State pensioners sent letters from DWP with cash boost for April 6 | Personal Finance | Finance
State pensioners across the UK ‘should have received’ a letter from HMRC outlining how much extra money they will get from this April, Monday 6 onwards.
The Triple Lock, enshrined in law, states that the base state pension payments for both older and post-2016 state pensioners must increase by one of three metrics each tax year: wage growth, inflation or a flat 2.5%, whichever is the highest of the three. This year, at 4.8%, it’s wage growth that will govern the increase for state pensioners starting from this Monday.
According to money experts at AJ Bell, state pensioners should now have received letters from the Department for Work and Pensions setting out exactly how large their annual cash boost will be from next week.
New state pensioners will get up to £575 extra per year for those with a full National Insurance record, and older state pensioners will get up to £440 a year extra, not including any supplementary payments like Additional Pension schemes.

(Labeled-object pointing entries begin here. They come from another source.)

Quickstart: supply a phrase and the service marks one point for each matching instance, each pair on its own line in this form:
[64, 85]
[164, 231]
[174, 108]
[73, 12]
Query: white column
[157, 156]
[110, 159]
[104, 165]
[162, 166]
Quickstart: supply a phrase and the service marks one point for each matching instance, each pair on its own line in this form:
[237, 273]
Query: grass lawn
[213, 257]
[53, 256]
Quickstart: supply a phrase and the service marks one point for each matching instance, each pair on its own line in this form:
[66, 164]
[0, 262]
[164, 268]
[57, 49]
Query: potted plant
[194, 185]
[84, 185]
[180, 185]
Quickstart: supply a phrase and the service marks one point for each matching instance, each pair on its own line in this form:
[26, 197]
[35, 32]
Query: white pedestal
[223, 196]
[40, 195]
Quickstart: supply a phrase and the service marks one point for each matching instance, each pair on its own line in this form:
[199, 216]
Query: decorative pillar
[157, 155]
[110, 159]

Because everyone’s personal situation is different, their exact amount will depend on the number of years of NI they have on record, and they will have slightly different total payment amounts, which the DWP will outline to each pensioner in a personalised letter.
Rachel Vahey, head of public policy at AJ Bell, explained: “The state pension provides the foundation to most pensioners’ income in later life, so it’s good to know how it works, how much you can claim and from what age.
“By now, pensioners should have received a letter from DWP letting them know how much state pension they will receive from April. The good news is that the UK state pension will increase by 4.8% under the triple lock guarantee, raising the single state pension to £241.30 per week (around £12,547 a year) and the basic state pension to £184.90 per week (around £9,614 a year).
“The triple lock guarantee will stay in place until at least the end of this Parliament. This means your state pension will rise each year by whichever is highest: earnings growth, inflation, or a minimum increase of 2.5%.
“Next year, the state pension will be higher than the personal allowance, which is remaining frozen at £12,570. This means a small portion of the state pension could be taxed. For those whose only income is the state pension, the government is working out how tax will be applied. If you receive extra income, such as from a private pension or savings, you’ll be taxed on that money.”